Layer normalization cures this by turning the normalisation
sideways. Instead of averaging one feature down a column of examples, it
averages all the features within a single example. The example becomes
self-sufficient — its normalisation depends on nothing but itself. This is the normalisation
the transformer
is built on.
One example, normalised across its features, line by line
Take a single token's feature vector
x = (x_1, \dots, x_d) \in \mathbb{R}^d. Every statistic below is
computed over the d features of this one vector — no other
example is involved.
Step 1 — the mean over features. Average the
d coordinates of this example:
\mu = \frac{1}{d}\sum_{j=1}^{d} x_j.
Step 2 — the variance over features. Their mean squared deviation from that
per-example mean:
\sigma^2 = \frac{1}{d}\sum_{j=1}^{d} (x_j - \mu)^2.
Step 3 — normalise the vector. Subtract the mean and divide by the standard
deviation, coordinate by coordinate (\varepsilon again guarding the
division):
\hat{x} = \frac{x - \mu}{\sqrt{\sigma^2 + \varepsilon}}.
Now \hat{x} has mean 0 and variance
1 across its own features — and it got there without
consulting a single other example.
Step 4 — learnable per-feature scale and shift. As with batch norm, two
learnable vectors \gamma, \beta \in \mathbb{R}^d restore
expressivity, applied elementwise (\odot is the Hadamard product):
y = \gamma \odot \hat{x} + \beta.
Here \gamma and \beta hold one value
per feature, so the network can re-weight each coordinate after standardising.
The axis is the whole point
Picture the activations as a grid: rows are examples, columns are
features. The contrast is entirely about which way you average:
-
Batch norm averages down a column — one feature across all
examples in the batch.
-
Layer norm averages along a row — all features within one
example.
Because a row is self-contained, layer norm is batch-independent: it behaves
identically for a batch of 10{,}000 or a batch of
1, and identically in training and at inference. There are no
running averages to maintain — the same formula runs everywhere.
For a single example's feature vector
x \in \mathbb{R}^d, layer normalization applies:
-
Per-example statistics:
\mu = \tfrac{1}{d}\sum_j x_j and
\sigma^2 = \tfrac{1}{d}\sum_j (x_j - \mu)^2, then
\hat{x} = (x - \mu)/\sqrt{\sigma^2 + \varepsilon} and
y = \gamma \odot \hat{x} + \beta (with per-feature
\gamma, \beta).
-
Axis: it normalises across the features of one example, whereas
batch norm normalises across the batch for one feature.
-
Batch independence: no batch statistics and no running averages — the
transform is identical for any batch size (including 1) and
identical in training and inference, which is exactly why it suits
variable-length sequences and small or streaming batches.

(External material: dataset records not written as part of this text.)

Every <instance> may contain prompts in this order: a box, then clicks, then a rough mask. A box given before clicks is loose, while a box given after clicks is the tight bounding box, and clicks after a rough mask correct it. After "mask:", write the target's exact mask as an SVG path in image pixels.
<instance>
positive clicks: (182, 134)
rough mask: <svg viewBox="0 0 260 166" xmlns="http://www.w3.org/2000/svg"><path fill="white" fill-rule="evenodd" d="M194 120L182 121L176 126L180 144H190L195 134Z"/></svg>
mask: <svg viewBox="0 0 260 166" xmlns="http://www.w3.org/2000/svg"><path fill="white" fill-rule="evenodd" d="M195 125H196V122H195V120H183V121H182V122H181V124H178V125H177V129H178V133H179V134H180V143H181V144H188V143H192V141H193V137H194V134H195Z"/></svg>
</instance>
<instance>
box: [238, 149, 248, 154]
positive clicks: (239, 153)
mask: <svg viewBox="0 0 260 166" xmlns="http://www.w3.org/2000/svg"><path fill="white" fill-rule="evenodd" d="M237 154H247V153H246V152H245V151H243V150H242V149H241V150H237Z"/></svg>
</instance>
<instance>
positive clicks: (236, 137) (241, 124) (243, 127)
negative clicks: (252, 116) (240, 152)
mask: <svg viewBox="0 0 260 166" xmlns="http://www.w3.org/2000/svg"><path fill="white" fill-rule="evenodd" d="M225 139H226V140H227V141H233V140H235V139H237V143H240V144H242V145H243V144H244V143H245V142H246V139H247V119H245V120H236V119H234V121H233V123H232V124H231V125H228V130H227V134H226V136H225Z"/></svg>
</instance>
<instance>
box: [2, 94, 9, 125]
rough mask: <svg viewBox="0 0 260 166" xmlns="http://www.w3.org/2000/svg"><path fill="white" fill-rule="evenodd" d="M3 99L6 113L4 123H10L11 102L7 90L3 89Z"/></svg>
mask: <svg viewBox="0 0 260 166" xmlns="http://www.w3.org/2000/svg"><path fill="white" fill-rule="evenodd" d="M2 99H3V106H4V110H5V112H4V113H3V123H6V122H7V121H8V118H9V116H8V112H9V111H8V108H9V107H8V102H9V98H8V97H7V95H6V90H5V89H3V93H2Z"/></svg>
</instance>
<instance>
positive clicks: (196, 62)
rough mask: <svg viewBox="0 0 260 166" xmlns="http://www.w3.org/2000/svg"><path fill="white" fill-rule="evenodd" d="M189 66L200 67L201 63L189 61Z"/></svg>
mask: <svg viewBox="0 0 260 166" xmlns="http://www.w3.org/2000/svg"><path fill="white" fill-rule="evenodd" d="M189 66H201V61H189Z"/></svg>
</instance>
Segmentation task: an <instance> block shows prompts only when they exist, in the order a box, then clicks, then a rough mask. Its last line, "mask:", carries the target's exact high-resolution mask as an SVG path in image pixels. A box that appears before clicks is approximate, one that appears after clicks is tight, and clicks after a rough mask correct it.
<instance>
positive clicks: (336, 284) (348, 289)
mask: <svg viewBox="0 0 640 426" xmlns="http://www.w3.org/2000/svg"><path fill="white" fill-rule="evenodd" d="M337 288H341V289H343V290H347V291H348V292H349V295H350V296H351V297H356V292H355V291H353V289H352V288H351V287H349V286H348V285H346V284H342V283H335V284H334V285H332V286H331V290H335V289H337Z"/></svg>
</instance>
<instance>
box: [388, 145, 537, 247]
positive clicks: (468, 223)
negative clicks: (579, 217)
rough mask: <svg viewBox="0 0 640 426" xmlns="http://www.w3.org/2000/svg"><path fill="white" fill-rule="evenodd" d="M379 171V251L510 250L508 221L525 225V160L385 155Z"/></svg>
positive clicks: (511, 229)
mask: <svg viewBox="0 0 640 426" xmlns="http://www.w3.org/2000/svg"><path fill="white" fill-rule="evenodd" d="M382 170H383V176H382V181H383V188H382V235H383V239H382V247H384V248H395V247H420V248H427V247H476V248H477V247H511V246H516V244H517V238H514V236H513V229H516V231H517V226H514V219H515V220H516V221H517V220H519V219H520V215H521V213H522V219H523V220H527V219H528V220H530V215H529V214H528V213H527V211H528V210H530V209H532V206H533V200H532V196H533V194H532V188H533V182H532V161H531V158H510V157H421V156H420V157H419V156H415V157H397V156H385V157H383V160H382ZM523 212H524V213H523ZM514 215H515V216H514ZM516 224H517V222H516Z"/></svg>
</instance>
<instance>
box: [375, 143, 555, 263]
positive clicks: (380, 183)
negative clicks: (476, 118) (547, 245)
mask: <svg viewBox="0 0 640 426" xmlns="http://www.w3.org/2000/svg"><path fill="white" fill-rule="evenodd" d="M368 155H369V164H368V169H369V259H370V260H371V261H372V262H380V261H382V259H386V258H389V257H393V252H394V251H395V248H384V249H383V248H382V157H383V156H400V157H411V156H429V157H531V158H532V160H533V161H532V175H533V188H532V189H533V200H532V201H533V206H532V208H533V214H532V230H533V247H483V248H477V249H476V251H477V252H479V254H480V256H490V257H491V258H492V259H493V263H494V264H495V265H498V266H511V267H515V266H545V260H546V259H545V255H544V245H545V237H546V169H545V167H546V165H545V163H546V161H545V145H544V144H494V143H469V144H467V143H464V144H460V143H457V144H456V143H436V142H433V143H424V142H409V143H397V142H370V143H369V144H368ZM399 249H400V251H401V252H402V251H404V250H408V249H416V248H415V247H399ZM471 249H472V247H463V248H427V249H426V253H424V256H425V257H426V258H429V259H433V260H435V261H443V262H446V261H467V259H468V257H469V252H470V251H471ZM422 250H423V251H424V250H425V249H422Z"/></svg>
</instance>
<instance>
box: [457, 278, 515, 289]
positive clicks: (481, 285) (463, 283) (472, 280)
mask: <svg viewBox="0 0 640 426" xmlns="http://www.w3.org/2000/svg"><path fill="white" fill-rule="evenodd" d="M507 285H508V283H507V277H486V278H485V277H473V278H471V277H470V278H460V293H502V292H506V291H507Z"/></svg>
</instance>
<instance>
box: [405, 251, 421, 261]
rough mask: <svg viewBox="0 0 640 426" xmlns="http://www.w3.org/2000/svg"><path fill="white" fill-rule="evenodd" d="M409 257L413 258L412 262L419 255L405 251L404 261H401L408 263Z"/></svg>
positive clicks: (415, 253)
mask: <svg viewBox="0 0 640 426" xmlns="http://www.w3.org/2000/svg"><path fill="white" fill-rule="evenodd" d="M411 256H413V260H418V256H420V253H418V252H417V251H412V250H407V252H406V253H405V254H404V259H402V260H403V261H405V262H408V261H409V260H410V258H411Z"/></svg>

Transformers process sequences whose length varies token to token and whose batches, at
generation time, are often a single example fed one token at a time. Batch norm is a poor
fit here: its statistics would mix unrelated tokens and collapse at batch size
1. Layer norm sidesteps all of it — each token normalises against
its own features, so the same code path serves a training batch of thousands and an
inference batch of one. That batch-independence, more than any raw accuracy gain, is why it
became the default normaliser of the entire transformer family.
Modern models often go one step further with RMSNorm, which drops the mean
subtraction entirely and divides only by the root-mean-square of the features,
\hat{x} = \frac{x}{\sqrt{\tfrac{1}{d}\sum_j x_j^2 + \varepsilon}}.
It is cheaper (no mean, no centring) and works about as well, suggesting the re-centring
was never the load-bearing part — the re-scaling was. We'll meet it properly later.